Jangan timpakan kesalahan kepada Presiden, karena Pemerintahan Jokowi-lah yang mewariskan kerusakan sistemik kepada Pemerintahan Prabowo. Karena secara politis semua politisi dan kabinet Prabowo hampir 100 persen anggota “Geng Solo” (Kabinet oligarki).

Oleh karena itu sudah saatnya Anggota DPR, back to basics sehatkan demokrasi. Dan jika itupun tidak mampu lagi mengembalikan kedaulatan rakyat atau mengganti sistem demokrasi liberal ke-sistem demokrasi Pancasila, maka jalan terpaksa semua Anggota DPR harus mengundurkan diri atau dibekukan melalui penentuan pendapat rakyat (Referendum).

Selanjutnya kedaulatan rakyat untuk sementara dipegang oleh “DPD ditambah unsur golongan”. Unsur golongan bisa dari Ormas dan unsur budaya (Ex Kerajaan Nusantara) sambil menunggu hasil pemilihan anggota DPR yang baru.

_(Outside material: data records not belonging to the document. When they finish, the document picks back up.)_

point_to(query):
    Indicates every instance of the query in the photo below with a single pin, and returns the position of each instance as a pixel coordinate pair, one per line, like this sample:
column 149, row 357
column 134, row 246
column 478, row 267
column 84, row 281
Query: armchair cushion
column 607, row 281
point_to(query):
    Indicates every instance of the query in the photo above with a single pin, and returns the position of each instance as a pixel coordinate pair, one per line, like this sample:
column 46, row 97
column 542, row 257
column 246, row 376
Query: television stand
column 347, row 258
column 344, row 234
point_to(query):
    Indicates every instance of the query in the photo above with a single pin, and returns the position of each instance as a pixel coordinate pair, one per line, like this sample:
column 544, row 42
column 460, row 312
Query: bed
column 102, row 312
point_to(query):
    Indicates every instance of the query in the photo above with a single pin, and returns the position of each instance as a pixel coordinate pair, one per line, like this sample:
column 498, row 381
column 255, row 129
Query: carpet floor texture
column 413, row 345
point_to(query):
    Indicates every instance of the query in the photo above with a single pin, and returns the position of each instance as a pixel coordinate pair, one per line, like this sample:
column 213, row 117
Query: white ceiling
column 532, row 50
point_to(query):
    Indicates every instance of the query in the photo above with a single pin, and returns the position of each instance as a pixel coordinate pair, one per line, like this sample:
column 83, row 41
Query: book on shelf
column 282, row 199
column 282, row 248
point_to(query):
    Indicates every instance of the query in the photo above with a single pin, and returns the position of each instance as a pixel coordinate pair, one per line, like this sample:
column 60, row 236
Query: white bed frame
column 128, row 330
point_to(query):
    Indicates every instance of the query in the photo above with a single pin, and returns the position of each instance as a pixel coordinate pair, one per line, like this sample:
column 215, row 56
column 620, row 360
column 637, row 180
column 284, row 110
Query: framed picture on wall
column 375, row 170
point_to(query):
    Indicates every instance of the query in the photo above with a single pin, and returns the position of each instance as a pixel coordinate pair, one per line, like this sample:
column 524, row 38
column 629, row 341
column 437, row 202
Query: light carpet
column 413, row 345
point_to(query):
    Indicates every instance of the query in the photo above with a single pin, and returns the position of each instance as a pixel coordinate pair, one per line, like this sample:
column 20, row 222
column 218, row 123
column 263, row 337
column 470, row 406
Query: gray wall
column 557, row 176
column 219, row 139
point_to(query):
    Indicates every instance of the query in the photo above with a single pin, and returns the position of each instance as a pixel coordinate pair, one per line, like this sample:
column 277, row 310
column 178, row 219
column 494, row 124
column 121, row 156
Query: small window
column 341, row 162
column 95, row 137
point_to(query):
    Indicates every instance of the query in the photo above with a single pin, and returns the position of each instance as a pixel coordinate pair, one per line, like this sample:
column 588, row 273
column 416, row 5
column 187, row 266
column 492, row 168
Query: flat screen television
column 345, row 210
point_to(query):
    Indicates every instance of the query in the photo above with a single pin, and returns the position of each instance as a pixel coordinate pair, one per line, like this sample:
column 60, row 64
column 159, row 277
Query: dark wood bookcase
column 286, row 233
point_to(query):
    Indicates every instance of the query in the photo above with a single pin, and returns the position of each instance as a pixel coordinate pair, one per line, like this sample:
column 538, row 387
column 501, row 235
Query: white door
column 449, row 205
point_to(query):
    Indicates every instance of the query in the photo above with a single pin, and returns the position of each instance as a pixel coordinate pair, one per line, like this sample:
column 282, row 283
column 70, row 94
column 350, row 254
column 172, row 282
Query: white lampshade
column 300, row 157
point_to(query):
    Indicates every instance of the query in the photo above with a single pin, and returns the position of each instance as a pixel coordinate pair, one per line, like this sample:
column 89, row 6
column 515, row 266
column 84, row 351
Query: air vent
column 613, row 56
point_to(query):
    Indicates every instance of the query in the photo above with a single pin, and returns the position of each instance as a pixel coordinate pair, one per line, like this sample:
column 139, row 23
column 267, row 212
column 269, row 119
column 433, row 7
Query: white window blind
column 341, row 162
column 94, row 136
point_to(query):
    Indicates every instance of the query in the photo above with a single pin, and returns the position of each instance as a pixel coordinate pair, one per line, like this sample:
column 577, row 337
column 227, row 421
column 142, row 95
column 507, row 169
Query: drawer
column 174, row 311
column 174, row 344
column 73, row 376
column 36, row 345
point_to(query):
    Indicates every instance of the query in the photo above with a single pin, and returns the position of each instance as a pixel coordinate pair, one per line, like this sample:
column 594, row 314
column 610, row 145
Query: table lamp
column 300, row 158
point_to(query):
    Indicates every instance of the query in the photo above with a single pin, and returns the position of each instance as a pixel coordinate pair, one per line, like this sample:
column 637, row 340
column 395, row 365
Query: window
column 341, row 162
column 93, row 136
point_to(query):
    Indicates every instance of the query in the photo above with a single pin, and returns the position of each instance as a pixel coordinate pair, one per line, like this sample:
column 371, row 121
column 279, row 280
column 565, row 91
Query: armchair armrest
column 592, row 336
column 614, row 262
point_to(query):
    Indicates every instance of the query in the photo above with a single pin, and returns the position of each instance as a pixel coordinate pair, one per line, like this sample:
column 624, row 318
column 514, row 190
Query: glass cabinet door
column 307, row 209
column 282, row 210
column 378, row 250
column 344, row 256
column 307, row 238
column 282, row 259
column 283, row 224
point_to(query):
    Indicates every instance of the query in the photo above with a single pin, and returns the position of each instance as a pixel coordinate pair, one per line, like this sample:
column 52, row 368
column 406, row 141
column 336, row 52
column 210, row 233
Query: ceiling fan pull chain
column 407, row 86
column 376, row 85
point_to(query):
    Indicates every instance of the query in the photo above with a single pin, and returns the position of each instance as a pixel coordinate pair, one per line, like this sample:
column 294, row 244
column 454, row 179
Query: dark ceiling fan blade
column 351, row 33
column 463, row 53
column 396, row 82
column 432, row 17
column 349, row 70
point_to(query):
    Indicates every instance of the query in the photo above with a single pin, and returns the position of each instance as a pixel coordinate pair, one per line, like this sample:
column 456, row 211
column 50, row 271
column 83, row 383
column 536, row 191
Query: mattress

Referendum adalah penentuan pendapat rakyat secara langsung melalui pemungutan suara oleh seluruh warga negara terhadap suatu isu politik, undang-undang, atau proposal tertentu, yang hasilnya bisa bersifat mengikat (pemerintah dan warga negara).

Proses ini memungkinkan masyarakat untuk secara langsung memberikan pendapat atau keputusan mengenai isu penting yang memengaruhi negara secara keseluruhan, seperti amandemen konstitusi, undang-undang baru, atau bergabung dengan organisasi internasional.

Tidak dapat dipungkiri bahwa kenaikan tunjangan perumahan Anggota DPR sampai 50 juta, menjadi pemicu konflik sosial akibat kerusuhan yang berujung anarkis di beberapa wilayah Indonesia, karena kenaikan tunjangan DPR tersebut di saat krisis kepercayaan, berdampak negatif pada demokrasi. Apalagi di saat meningkatnya tensi ketidakpercayaan publik, dan mengesankan ketidakpekaan terhadap kondisi rakyat yang sedang kesulitan ekonomi.

Sudah saatnya Anggota DPR RI sadar dan bangun dari tidurnya, melepaskan diri dari kontrak politik oligarki (politik transaksional) yang sudah dibangun oleh pimpinan Papol masing-masing melalui koalisi parpol.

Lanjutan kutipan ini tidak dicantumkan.